Selain terkenal dengan keberingasan jalan Ahmad Yani di 05.15, Surabaya juga terkenal dengan historinya yang sangat panjang. Tak hanya mengenai asal-usul kotanya yang menurut legenda berasal dari pertengkaran ikan hiu Sura dan Buaya dalam memperebutkan wilayah kekuasaan, namun juga sejarah dalam merebut kemerdekaan dan mempertahankan kemerdekaan. Tak heran bila kota ini mendapat julukan kota Pahlwan. Ngomongin soal Pahlawan, tak lengkap rasanya bila kita tidak ikut membahas mengenai tempat-tempat bersejarah di Surabaya. Tempat yang menjadi saksi bisu perjuangan Arek Suroboyo dalam merebut kemerdekaan dari penjajah. Bagi sebagian orang mungkin sudah tak asing lagi dengan tempat-tempat berikut.

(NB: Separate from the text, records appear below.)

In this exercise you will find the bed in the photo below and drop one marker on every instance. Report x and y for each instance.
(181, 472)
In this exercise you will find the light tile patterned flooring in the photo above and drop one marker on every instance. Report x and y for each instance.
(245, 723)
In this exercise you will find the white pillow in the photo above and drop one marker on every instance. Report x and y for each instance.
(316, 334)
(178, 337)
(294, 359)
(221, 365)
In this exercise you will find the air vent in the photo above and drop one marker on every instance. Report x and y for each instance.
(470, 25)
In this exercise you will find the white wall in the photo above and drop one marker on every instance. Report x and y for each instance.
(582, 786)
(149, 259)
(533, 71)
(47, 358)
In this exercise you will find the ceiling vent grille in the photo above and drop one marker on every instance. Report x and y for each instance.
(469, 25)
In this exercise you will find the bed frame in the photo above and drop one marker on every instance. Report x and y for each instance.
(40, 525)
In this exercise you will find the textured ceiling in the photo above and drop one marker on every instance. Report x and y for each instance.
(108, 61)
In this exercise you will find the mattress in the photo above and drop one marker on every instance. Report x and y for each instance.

1.   Tugu Pahlawan dan Museum Sepuluh November

Bangunan yang berdiri pada luas area 1,3 hektar ini adalah sebuah bangunan bersejerah yang menjadi simbol perjuangan arek-arek Suroboyo sekaligus penghormatan bagi para pejuang Surabaya yang gugur dalam mempertahankan kemerdekaan. Tugu Pahlawan juga menjadi ikon kota Surabaya selain patung Sura dan Buaya. Tugu Pahlawan didirikan pada tanggal 10 November 1951 dan diresmikan setahun kemudian, tepatnya tanggal 10 November 1952 oleh Bapak Presiden pertama, Ir Soekarno. Pada tanggal 10 Nvember 1991 mulai dibangun Museum Sepuluh November dengan luas 1366 m2 pada kedalaman 7 meter di bawah permukaan tanah di areal Kompeks Tugu Pahlawan. Bangunan Museum ini diresmikan oleh Bapak Presiden keempat yaitu KH. Abdul Rahman Wachid. Di Museum 10 November ini kita bisa menemukan banyak sekali pengetahuan sejarah mengenai peristiwa 10 November dari diorama hingga info mengenai tokoh yang berjasa pada peristiwa ini. Ada juga info mengenai RS Simpang yang menjadi tempat dirawatnya para pejuang yang terluka maupun gugur akibat peristiwa 10 November. Lokasi Tugu Pahlawan ini berada di pusat kota sehingga mudah di jangkau dengan kendaraan pribadi maupun transportasi umum. Bangunannya sangat ikonik, memiliki lengkungan yang jumlahnya 10 dan dibagi menjadi 11 ruas sehingga pengunjung sudah bisa mengetahuinya dari jarak beberapa meter. Untuk kunjungan Museum 10 November dikenakan biaya Rp 5000 untuk umum.

 

2.   Museum Dr Soetomo

Pasti sudah tidak asing bukan dengan tokoh yang satu ini. Siapa yang tak kenal dengan Dr Soetomo atau yang dulu sewaktu kecil bernama Soebroto, salah satu tokoh pergerakan Indonesia. Beliau bersama Dr Wahidin Soedirohusodo, Soeradji Tirtonegoro dan Goenawan Mangoenkoesoemo mendirikan organisasi pergerakan pertama di Indonesia bernama Budi Utomo pada 20 Mei tahun 1908. Untuk selanjutnya setiap anggal 20 Mei diperingati sebagai Hari Kebangkitan Nasional. Selain seorang tokoh pergerakan Nasional, Dr Soetomo juga seorang dokter hal ini bisa kita lihat di Museum Dr Soetomo Surabaya yang beralamat di jalan Bubutan No. 85-87 Kec. Bubutan, Kota Surabaya. Di museum ini di pamerkan beberapa peralatan medis yang digunakan oleh Dr Soetomo selama mengobati pasien semasa hidupnya. Sayangnya beliau meninggal pada usia 50 tahun pada 30 Mei 1938, 4 tahun setelah kepergian istrinya, akibat terkena penyakit kulit. Untuk mengenang jasa beliau nama Dr Soetomo kemudian dijadikan nama dari sebuah rumah sakit di Surabaya dan pada tanggal 27 Desember 1961 mendapatkan gelar sebagai Pahlawan Nasional. Jika ingin berziarah ke makam Dr Soetmo cukup berkunjung ke kompleks Pendopo Gedung Nasional Indonesia (GNI), lokasi makam berada di samping Museum dan di belakang Pendopo. Tiket masuknya gratis.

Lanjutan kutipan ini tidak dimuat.